Prochainement Dancaïre (Carmen) à l'Opéra Comique, Matthieu Walendzik baryton de la promotion GO 23-24 revient sur son parcours ses aspirations et ses différents projets.
Peux-tu te présenter, et présenter ton parcours artistique ?
Je suis né à Paris de parents polonais. Même si aucun membre de ma famille n'était musicien professionnel, la musique a toujours été présente à la maison: mes parents écoutaient souvent Chopin (en alternance avec les Beatles), et ma grand-mère paternelle est la chanteuse amatrice la plus dévouée que je connaisse, pas une fête de famille ne se passait sans quelle ne l'honore de son chant.
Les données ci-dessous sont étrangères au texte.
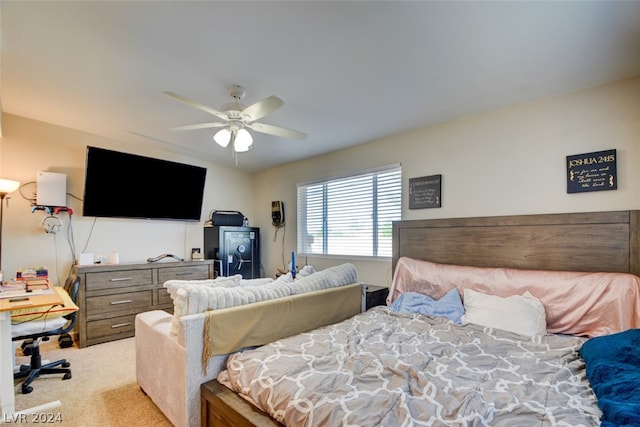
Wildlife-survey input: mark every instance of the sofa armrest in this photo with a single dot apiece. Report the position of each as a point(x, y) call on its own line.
point(168, 371)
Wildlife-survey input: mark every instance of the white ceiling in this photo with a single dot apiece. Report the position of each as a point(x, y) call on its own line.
point(349, 72)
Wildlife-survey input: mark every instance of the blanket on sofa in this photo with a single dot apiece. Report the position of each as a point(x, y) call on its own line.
point(613, 369)
point(199, 296)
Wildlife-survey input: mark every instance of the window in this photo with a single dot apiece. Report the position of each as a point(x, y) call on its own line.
point(350, 215)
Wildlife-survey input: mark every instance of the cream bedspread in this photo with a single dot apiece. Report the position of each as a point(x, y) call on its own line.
point(391, 369)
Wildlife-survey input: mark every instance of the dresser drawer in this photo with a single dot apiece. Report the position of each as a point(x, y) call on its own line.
point(117, 302)
point(118, 279)
point(194, 272)
point(114, 325)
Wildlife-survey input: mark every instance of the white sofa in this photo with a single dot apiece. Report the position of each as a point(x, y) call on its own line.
point(169, 348)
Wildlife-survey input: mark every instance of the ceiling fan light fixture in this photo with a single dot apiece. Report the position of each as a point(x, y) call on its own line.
point(242, 141)
point(222, 137)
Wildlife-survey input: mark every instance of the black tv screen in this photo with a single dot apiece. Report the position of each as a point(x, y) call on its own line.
point(123, 185)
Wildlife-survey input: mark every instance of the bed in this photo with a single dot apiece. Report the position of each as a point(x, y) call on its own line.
point(573, 363)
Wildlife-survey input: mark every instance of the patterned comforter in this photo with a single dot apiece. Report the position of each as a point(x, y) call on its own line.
point(392, 369)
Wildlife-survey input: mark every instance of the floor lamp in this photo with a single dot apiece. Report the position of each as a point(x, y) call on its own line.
point(6, 186)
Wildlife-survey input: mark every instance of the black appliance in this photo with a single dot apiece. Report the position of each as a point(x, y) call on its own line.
point(236, 250)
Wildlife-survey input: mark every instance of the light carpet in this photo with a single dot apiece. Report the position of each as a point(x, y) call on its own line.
point(102, 391)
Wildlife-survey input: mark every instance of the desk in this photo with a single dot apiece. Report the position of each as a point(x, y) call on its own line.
point(7, 389)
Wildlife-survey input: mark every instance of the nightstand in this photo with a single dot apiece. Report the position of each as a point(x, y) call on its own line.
point(374, 295)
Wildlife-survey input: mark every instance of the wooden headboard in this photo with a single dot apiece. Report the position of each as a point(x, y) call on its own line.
point(591, 241)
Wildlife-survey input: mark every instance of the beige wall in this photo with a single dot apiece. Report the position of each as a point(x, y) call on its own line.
point(510, 161)
point(29, 146)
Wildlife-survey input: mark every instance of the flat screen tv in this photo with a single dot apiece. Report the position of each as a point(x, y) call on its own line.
point(122, 185)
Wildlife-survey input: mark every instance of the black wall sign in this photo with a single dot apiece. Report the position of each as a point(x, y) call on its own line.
point(592, 172)
point(425, 192)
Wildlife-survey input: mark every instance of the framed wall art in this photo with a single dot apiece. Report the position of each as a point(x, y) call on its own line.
point(592, 172)
point(425, 192)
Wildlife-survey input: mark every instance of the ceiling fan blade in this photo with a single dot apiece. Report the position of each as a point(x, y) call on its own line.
point(200, 126)
point(261, 108)
point(276, 130)
point(196, 105)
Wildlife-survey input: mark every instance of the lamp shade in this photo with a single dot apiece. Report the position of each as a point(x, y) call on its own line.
point(8, 186)
point(243, 141)
point(222, 137)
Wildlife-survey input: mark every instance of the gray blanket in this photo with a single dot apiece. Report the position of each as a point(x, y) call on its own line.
point(391, 369)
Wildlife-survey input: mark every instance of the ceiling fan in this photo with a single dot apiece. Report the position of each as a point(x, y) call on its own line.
point(238, 118)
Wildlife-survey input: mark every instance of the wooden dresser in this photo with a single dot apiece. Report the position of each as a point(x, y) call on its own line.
point(110, 296)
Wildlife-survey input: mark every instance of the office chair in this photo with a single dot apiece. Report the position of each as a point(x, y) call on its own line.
point(36, 368)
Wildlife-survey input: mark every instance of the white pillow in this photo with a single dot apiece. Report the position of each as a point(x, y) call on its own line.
point(522, 314)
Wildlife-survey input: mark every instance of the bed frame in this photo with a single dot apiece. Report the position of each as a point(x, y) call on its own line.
point(588, 241)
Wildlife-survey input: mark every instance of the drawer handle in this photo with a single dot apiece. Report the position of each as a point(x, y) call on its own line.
point(120, 325)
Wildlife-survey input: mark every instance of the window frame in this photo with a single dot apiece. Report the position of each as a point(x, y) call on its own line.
point(393, 208)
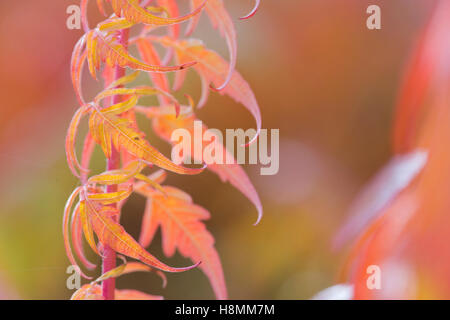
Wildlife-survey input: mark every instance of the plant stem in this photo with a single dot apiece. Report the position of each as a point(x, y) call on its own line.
point(113, 163)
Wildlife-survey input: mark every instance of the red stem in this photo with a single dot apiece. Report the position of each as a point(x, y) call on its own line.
point(112, 163)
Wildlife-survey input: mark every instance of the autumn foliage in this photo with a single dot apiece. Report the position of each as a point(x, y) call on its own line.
point(93, 209)
point(406, 235)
Après l'éveil musical puis des classes de piano et d'orgue au Conservatoire du Centre et du 5e arrondissement de Paris, je suis entré à 11 ans à la Maîtrise Notre-Dame de Paris. Cest là que j'ai eu mes premiers émois musicaux. Après le chœur d'enfants, puis le jeune ensemble, c'est dans le cursus du chœur d'adultes de cette école que j'ai vraiment appris le métier de chanteur. En une décennie, j'y ai pris goût aux différentes facettes de la voix, allant de la monodie grégorienne et des premières polyphonies de l'École de Notre-Dame à la création contemporaine, en passant par les répertoires de la Renaissance et baroque. Ensuite, j'ai intégré le Conservatoire National Supérieur de Paris, qui a été un excellent complément. Quel bonheur d'avoir pu être accompagné par tant de pédagogues passionnés et inspirants. Parallèlement, j'ai rejoint la compagnie lyrique Opéra Fuoco qui ma donné la chance de monter sur scène dans des rôles auxquels un jeune chanteur ne peut que rêver: le Comte Almaviva dans Les Noces de Figaro (que nous avons également enregistrées pendant le confinement sous la forme dune série-opéra imaginée par David Stern: Figaro in the City), Marcello dans La Bohème, Pangloss dans Candide, Russel Paxton dans Lady in the Dark Cétait une vraie plus-value de ma formation au Conservatoire. Diplômé en 2022, je continue à me former à la prestigieuse Chapelle musicale Reine Elisabeth en Belgique, sous l'œil (et l'oreille) experts de José van Dam et Sophie Koch.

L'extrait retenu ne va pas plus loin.